We are saddened by the passing of Dr. Barry Rewcastle in January 2014. Immigrating to Canada from the U.K., he is now recognized as one of major contributors to the development of modern Canadian neuropathology. After several years at the University of Toronto, he moved to the University of Calgary and became Head of the Department of Pathology and Laboratory Medicine for two highly successful 5‐year terms. I was on faculty during Dr. Rewcastle's tenure at the University of Calgary from 1981, and had the privilege of seeing him on several occasions even after his retirement in 2000. He was elected as the Representative of the Canadian Association of Neuropathologists (CANP) to the International Congress of Neuropathology in 1965 and later served as President of the CANP from 1976 to 1979.
Barry attended the Worcester Grammar School on the River Severn, in western England, U.K. from 1943–49. He went on to the University of St. Andrews 1949–55, half‐joking that all the best positions at Oxford and Cambridge were filled with soldiers returning from the war. He then immigrated to Canada, starting in Vancouver but later deciding to further his specialty training at the University of Toronto.
I always respected and admired Barry, both professionally and personally. Apart from his many contributions to the knowledge base of neuropathology and his acumen and precision as a diagnostic neuropathologist, he was dignified, generous to colleagues and trainees with his time, and a kind individual with admirable honesty who cared deeply about faculty members and trainees under his leadership. He was genuinely supportive and interested in the career progress of each of us and tried to facilitate our academic pursuits. Our achievements in research, publications, presentations and teaching programmes for residents were a source of pride to him, as he saw them not only as individual accomplishments but as collective reflections on his whole department.
He always treated his faculty with respect. He held annual meetings with each of the neuropathologists to inquire about our research, our goals for the coming academic year, and problems which he might help us resolve. If ever there was a question posed or uncertainty by a faculty member about a diagnosis of a surgical biopsy or autopsy, he would suggest reviewing the case together or with another colleague with expertise to resolve the issue in a collegial manner. He also showed his maturity in administering the Department by appointing competent faculty to positions of responsibility, and then expecting them to carry out their charge without interference. Despite his demanding schedule as Department Head, he also dedicated considerable time and remarkable patience to teaching not only residents in neuropathology and anatomical pathology, but also those taking rotations on the Neuropathology Service from Adult and Paediatric Neurology, Neurosurgery and Neuroradiology. Many describe their experience as instrumental in maturing their perspective and understanding of neurological disease. One of his neuropathology trainees at the University of Toronto was Dr. Bernadette Curry, who also was recruited to Calgary to join the faculty and who eventually succeeded him as Head of the Section of Neuropathology for many years before her recent retirement. Other neuropathologists who formed our group at the University of Calgary under Barry's leadership, and whom Barry also encouraged and supported, included Arthur Clark, David George and Roland N. Auer. Barry was succeeded as Pathology Department Head by Dr. Hallgrimur Benediktsson.

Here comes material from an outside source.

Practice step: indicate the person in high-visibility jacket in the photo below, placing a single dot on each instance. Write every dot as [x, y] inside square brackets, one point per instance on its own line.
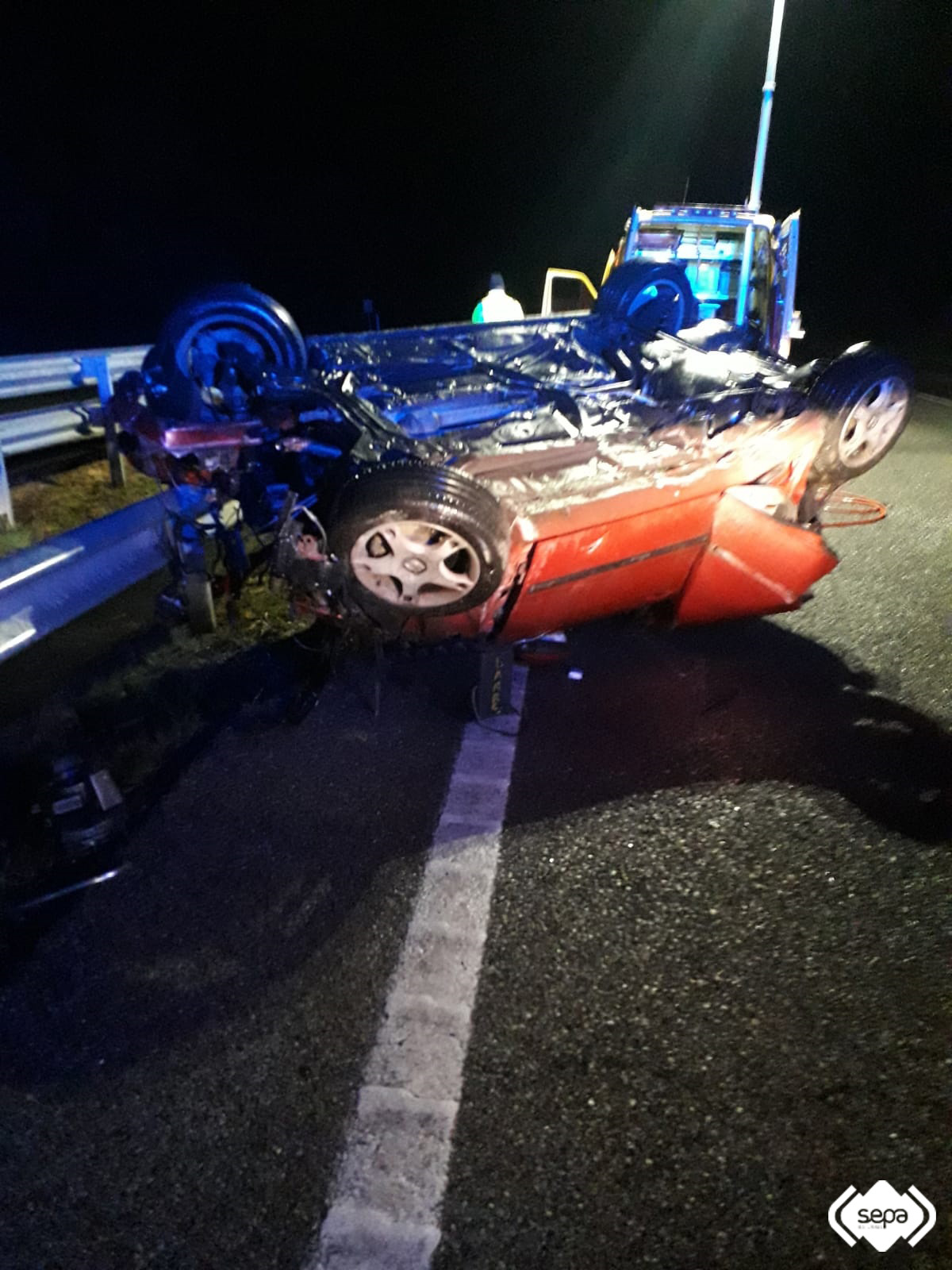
[497, 305]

We always enjoyed the annual Christmas holiday party which he and his wife hosted in their home. He had difficult challenges in his personal life because of his wife's chronic illness. His dedication to his wife and her special needs due to suffering with multiple sclerosis led him to do additional training in immunology in the laboratory of Dr. V. Wee Yong, Canada Research Chair in Neuroimmmunology, and to develop a special research interest in inflammatory encephalopathies. He demonstrated the utility of minocycline as an efficient immunomodulator in EAE that suppresses the histological signs of the disease, and published these findings, with colleagues, in a landmark article (Brain 2002;125:1297–1308); the results of this paper now form the basis for clinical trials of minocycline in MS across 12 Canadian centres. Always a popular member of the Canadian Association of Neuropathologists amongst his national colleagues, he was highly respected internationally as well. His dignity and dry understated British sense of humour, often ironic but never sarcastic or mean‐spirited, were legendary amongst the most senior faculty and the most junior residents alike.

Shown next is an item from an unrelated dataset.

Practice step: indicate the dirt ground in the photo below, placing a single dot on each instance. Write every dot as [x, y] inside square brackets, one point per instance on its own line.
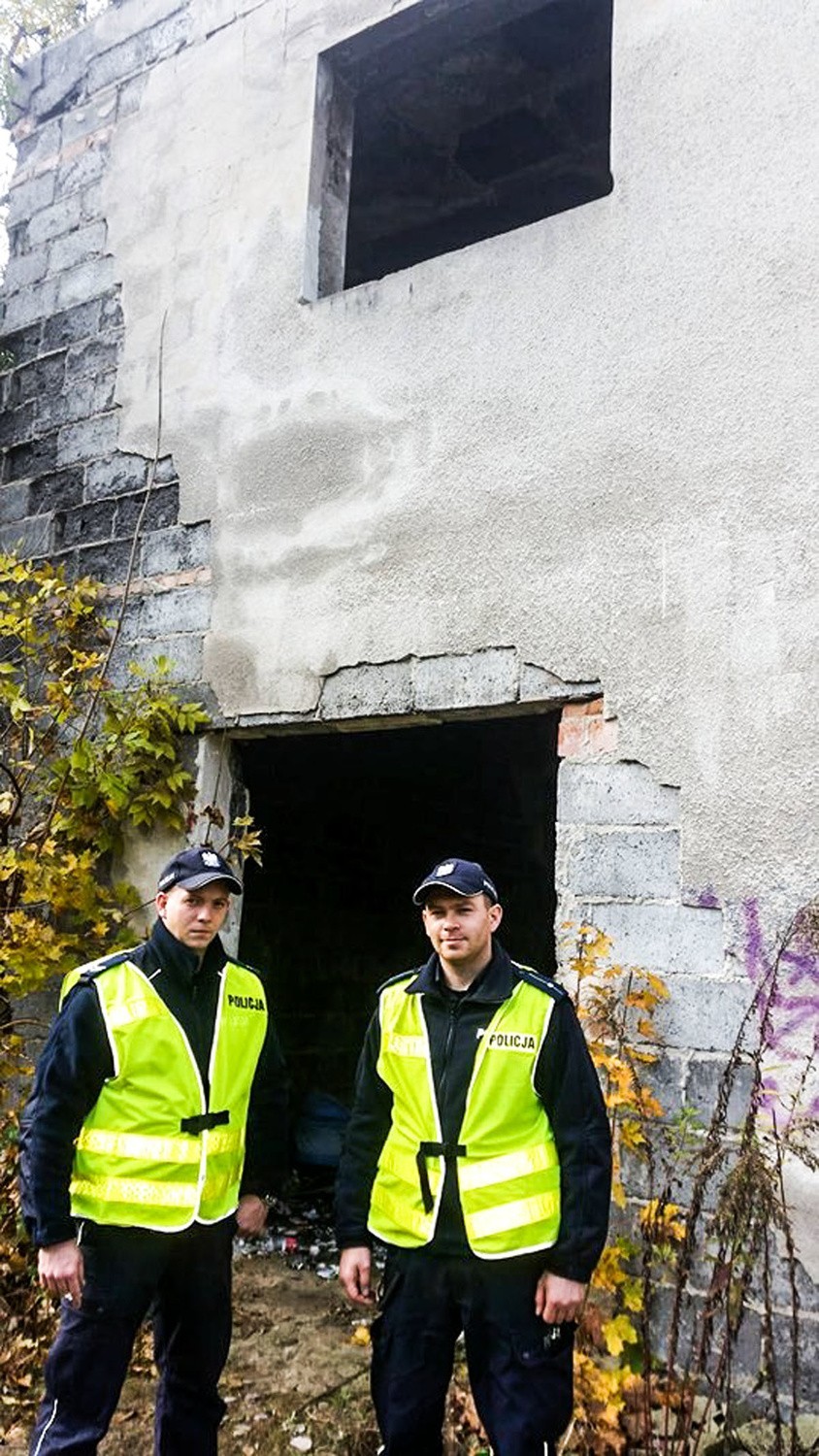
[297, 1376]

I will always remember Barry Rewcastle, most of all for the encouragement he personally gave me year after year, in fostering my pursuit of fetal and developmental neuropathology, similar to his tutelage of other junior and mid‐career academic neuropathologists in his charge. His support of my career development was major, for which I will always be grateful. He was one of the most kind‐hearted and patient colleagues and teachers I have known. He was indeed a friend as well as a colleague, and a model departmental head, for whom I was both proud and humbly grateful to be included as part of his faculty. A person like Barry Rewcastle transcends death.